Bots and crypto markets: a perfect match
Bots are now proving especially popular within the crypto community, ranging in sophistication from free services designed for everyone, to more expensive subscription-based bots for the professionals.
In fact, crypto exchanges are proving the ideal playground for bots to expand their influence:
- Unlike traditional financial markets that normally close on evenings and weekends, crypto markets are open 24 hours a day, 7 days a week. This makes them ideal for automated trading — humans sleep, bots don’t.
- With some cryptoassets now tradeable on dozens of exchanges, the abundance of arbitrage opportunities that have arisen can be more efficiently exploited by bots than by traders.
Last year, Bloomberg pegged the amount of automated Bitcoin trading on some exchanges as high as 80% of total transaction volumes. Bots might also be partly responsible for the massive price swings we have seen throughout crypto markets. According to a 2014 study of global stock markets, it was found that although algorithmic trading made those markets more liquid and efficient, it also made them more volatile.
But what is certain is that a considerable chunk of exchanges’ order books are being influenced by bot activity. And frustratingly, these bots can induce traders to buy at a higher price or sell at a lower price than they initially intended. Indeed, it is often the case with limit orders that bots will be the highest bid and/or lowest ask prices in the market, and throughout much of the rest of the order book.
Moreover, bots are annoying to deal with! Seeing your bid being outmatched almost instantaneously, and by a robot — not even another trader, can be very irritating, especially if you’re placing your initial order with the intention of capitalising on what you believe to be a market ‘mis-pricing’.
As for market orders, one might also observe a series of bot orders of negligible quantities existing close to the market price, before the first order of any real significant quantity is found further away from the market. Again, the bots are trying to trick you into placing a market order that will be filled instantly, but most of which will be filled against the big order at a worse price.
Countering bot activity
It can be tempting to ‘outdo’ the robots by simply resubmitting your limit order with a slightly ‘worse’ price — i.e. a buy order that is marginally higher than the bot’s bid price, or a sell order that is marginally lower.
Although such a strategy for a one-off trade may not significantly harm your end-of-day profit, if you’re a serious crypto trader making several trades across multiple exchanges every day, these small but frequent nuisances will inevitably amount to a sizeable loss in the long-run.
As such, it might be preferable to keep your order at the price you initially intended.
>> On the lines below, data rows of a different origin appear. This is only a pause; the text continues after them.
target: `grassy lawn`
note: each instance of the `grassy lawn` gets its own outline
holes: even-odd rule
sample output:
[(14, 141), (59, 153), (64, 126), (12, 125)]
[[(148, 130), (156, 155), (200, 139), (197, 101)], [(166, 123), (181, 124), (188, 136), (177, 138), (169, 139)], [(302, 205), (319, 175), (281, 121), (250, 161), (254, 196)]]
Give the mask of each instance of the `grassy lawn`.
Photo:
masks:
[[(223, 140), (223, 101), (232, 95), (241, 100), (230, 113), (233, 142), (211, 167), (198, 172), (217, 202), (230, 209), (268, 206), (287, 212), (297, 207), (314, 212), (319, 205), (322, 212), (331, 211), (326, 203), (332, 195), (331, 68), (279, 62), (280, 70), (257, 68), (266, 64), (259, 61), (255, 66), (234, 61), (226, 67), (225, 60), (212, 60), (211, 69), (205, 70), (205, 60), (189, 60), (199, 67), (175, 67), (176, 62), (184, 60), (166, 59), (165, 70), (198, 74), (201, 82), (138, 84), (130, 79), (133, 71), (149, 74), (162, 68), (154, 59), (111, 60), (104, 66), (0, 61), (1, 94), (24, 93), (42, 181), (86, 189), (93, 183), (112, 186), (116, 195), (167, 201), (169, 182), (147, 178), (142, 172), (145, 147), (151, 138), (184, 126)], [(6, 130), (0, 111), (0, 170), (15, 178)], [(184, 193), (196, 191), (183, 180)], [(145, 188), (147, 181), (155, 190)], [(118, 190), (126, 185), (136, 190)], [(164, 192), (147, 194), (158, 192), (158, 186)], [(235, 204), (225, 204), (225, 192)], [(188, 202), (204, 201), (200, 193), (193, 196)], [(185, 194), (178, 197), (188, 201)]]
If there is at least some volatility in the market then your order will be filled, it may just take longer to do so.
Or if you’re not in any particular hurry, taking a minute to observe the behavior of the order book is also recommended. Often, bot orders will show up and then suddenly disappear, or move around the book due to constant price adjustments being made. By trying to identify the intentions of the bots, you may end up being in a more informed position with respect to how and when you place your own order.
Of course, buying a bot yourself might also help. As more data is collated regarding the price behavior of various cryptoassets, these machines are only going to evolve further and become even more sophisticated in their trading competency.
But whatever you do, being aware of the existence and influence of bots will help prevent to you from being suckered into settling for sub-optimal trading positions.